Cas grimaced, eyes still closed. "It is still surrender."

"It's self-sacrifice," Sam said quietly. "Not the same thing."

True, it was born out of hopelessness. Their recent trip to heaven, manipulated by Zachariah or no, had dealt Dean's already-flagging spirit a mortal blow. Sam hadn't realized how much his brother had been counting on God to come through for them until he'd seen the devastation in Dean's face at Joshua's rejection. The skewed sampling of Sam's "favorite" memories had just been the last straw on top of that. He didn't know exactly when Dean had made the decision to become a "servant of Heaven," but Sam was pretty sure it was before they'd even arrived in Blue Earth. With no one left to lean on, Dean was doing what he knew best: the kamikaze run to blow up the enemy, and himself with it.

It was the only kind of surrender Dean knew. It was what had led to the crossroads deal that had set all this in motion. Only, this time, Sam wasn't dead. For the first time ever, Dean's big brother instincts weren't making the decision.

Sam didn't have even a minute to dwell on how much that cut to his core.
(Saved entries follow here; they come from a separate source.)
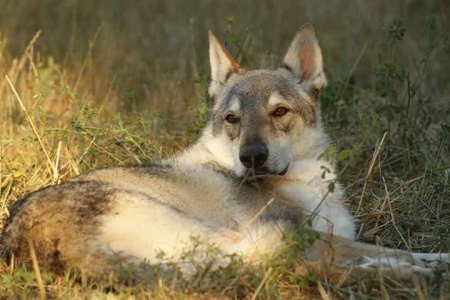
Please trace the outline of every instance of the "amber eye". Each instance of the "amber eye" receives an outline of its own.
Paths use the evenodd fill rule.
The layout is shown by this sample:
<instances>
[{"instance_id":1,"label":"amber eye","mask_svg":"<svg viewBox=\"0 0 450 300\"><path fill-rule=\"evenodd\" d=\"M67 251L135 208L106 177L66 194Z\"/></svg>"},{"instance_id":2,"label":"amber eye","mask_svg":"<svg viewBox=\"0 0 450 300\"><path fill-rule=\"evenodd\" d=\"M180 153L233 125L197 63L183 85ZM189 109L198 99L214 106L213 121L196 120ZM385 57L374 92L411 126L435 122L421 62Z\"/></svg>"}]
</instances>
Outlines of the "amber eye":
<instances>
[{"instance_id":1,"label":"amber eye","mask_svg":"<svg viewBox=\"0 0 450 300\"><path fill-rule=\"evenodd\" d=\"M233 114L228 114L225 120L230 124L236 124L238 122L238 118Z\"/></svg>"},{"instance_id":2,"label":"amber eye","mask_svg":"<svg viewBox=\"0 0 450 300\"><path fill-rule=\"evenodd\" d=\"M274 117L282 117L285 114L287 114L287 112L288 112L288 109L286 107L280 106L273 112L273 116Z\"/></svg>"}]
</instances>

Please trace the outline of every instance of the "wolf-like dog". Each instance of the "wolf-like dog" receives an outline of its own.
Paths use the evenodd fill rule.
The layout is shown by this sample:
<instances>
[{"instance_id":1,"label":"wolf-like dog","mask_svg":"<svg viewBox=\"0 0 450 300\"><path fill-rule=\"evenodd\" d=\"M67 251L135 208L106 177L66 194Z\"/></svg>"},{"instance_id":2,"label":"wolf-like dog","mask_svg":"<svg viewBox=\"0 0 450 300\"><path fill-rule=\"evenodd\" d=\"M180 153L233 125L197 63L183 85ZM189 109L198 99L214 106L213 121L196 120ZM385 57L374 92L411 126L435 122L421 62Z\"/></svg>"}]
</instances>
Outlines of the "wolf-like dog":
<instances>
[{"instance_id":1,"label":"wolf-like dog","mask_svg":"<svg viewBox=\"0 0 450 300\"><path fill-rule=\"evenodd\" d=\"M95 276L123 262L181 262L199 237L255 263L308 226L317 234L305 260L331 271L408 277L431 273L423 260L449 260L354 241L355 220L324 155L318 97L327 80L311 25L276 70L246 71L211 32L209 42L212 104L199 141L148 166L93 171L19 200L2 235L7 261Z\"/></svg>"}]
</instances>

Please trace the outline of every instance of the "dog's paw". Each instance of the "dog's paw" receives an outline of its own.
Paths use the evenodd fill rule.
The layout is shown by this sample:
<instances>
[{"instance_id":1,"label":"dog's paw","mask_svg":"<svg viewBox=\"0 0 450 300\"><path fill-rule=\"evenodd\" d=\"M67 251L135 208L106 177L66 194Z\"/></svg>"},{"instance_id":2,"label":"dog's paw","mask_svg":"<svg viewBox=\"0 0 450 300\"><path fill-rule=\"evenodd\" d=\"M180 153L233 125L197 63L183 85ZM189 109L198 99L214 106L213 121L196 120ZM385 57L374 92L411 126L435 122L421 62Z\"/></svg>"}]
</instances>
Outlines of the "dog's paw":
<instances>
[{"instance_id":1,"label":"dog's paw","mask_svg":"<svg viewBox=\"0 0 450 300\"><path fill-rule=\"evenodd\" d=\"M402 278L409 278L412 275L432 277L440 273L446 276L446 272L442 272L439 268L445 264L443 258L448 259L448 254L412 253L412 259L405 256L361 256L356 260L347 261L346 264L363 270L376 269L380 273L395 274Z\"/></svg>"}]
</instances>

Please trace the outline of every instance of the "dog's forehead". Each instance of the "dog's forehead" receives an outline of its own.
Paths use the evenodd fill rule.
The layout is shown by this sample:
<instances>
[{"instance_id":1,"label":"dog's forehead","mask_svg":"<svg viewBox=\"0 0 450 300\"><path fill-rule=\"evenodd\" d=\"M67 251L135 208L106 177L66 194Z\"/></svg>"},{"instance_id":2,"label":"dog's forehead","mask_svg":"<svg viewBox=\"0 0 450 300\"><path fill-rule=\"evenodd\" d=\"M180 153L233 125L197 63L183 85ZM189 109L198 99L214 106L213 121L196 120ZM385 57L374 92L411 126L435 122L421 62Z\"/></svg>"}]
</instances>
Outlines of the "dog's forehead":
<instances>
[{"instance_id":1,"label":"dog's forehead","mask_svg":"<svg viewBox=\"0 0 450 300\"><path fill-rule=\"evenodd\" d=\"M295 93L296 84L282 71L256 70L236 76L231 93L241 97L255 97L261 100L273 93Z\"/></svg>"},{"instance_id":2,"label":"dog's forehead","mask_svg":"<svg viewBox=\"0 0 450 300\"><path fill-rule=\"evenodd\" d=\"M286 69L247 71L228 80L215 102L215 112L251 109L255 114L280 103L290 103L298 110L311 105L308 93Z\"/></svg>"}]
</instances>

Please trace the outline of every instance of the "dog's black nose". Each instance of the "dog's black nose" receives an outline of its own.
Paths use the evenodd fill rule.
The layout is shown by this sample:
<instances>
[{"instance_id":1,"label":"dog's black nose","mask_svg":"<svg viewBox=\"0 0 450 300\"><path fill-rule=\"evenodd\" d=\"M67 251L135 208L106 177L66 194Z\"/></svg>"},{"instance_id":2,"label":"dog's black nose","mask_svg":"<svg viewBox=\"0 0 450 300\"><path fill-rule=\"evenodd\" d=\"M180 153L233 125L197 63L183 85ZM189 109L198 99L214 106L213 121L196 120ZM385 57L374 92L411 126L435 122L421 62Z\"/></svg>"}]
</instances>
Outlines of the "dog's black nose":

He forced himself into Dean's shoes instead, trying to think a step ahead of his brother. "Lisa," he murmured a moment later, unaware he was speaking aloud.

A sigh from Castiel. "You humans always think with your libido."

Sam's head swung around. "What? No, I'm not— I think I know where Dean's going. Cas, you think you can—?"

"No." The angel shook his head wearily. "I need to regain my strength first. Perhaps in a few hours."

Sam pressed his lips together, but he was already on his feet, reaching for his jacket, and he didn't stop. "Okay, that's okay. I'm gonna go, uh, borrow a car and head after Dean. Call me when you can join me, all right? I think I'm gonna need your help with him."

"You two always need help," Castiel muttered with what sounded like almost petulance. Dean really was rubbing off on him. He had a tendency to do that with everyone he met. "Agreed. Just don't let him say yes to Michael in the meantime."

At the door, Sam turned back to meet Castiel's eyes, sharing for one moment a perfect understanding with the divine. "I'm not. We're not. We're not done yet, Cas, all right?"

Castiel waved a weary hand of dismissal, already closing his eyes to sleep.

Cas didn't really believe Sam could save his brother. Bobby was struggling just to roll through each day. And Dean didn't believe anymore in anything, period. Free will didn't do much good if there was no will.

Sam closed the door quietly behind him, took a breath, and straightened his shoulders. All right. Fine. If it was up to him to keep the faith, so be it; he'd believe enough for all of them if he had to. They'd certainly carried him for long enough. Sam eyed the cars in the dark lot, picked out an unobtrusive Jetta, and headed for it.

He'd promised Dean once he'd save him. Sam had intended it to be from Hell, but he would do it now from Heaven. Because there was one thing he had that Dean didn't.

Faith in his brother.

And he'd learned that from the best.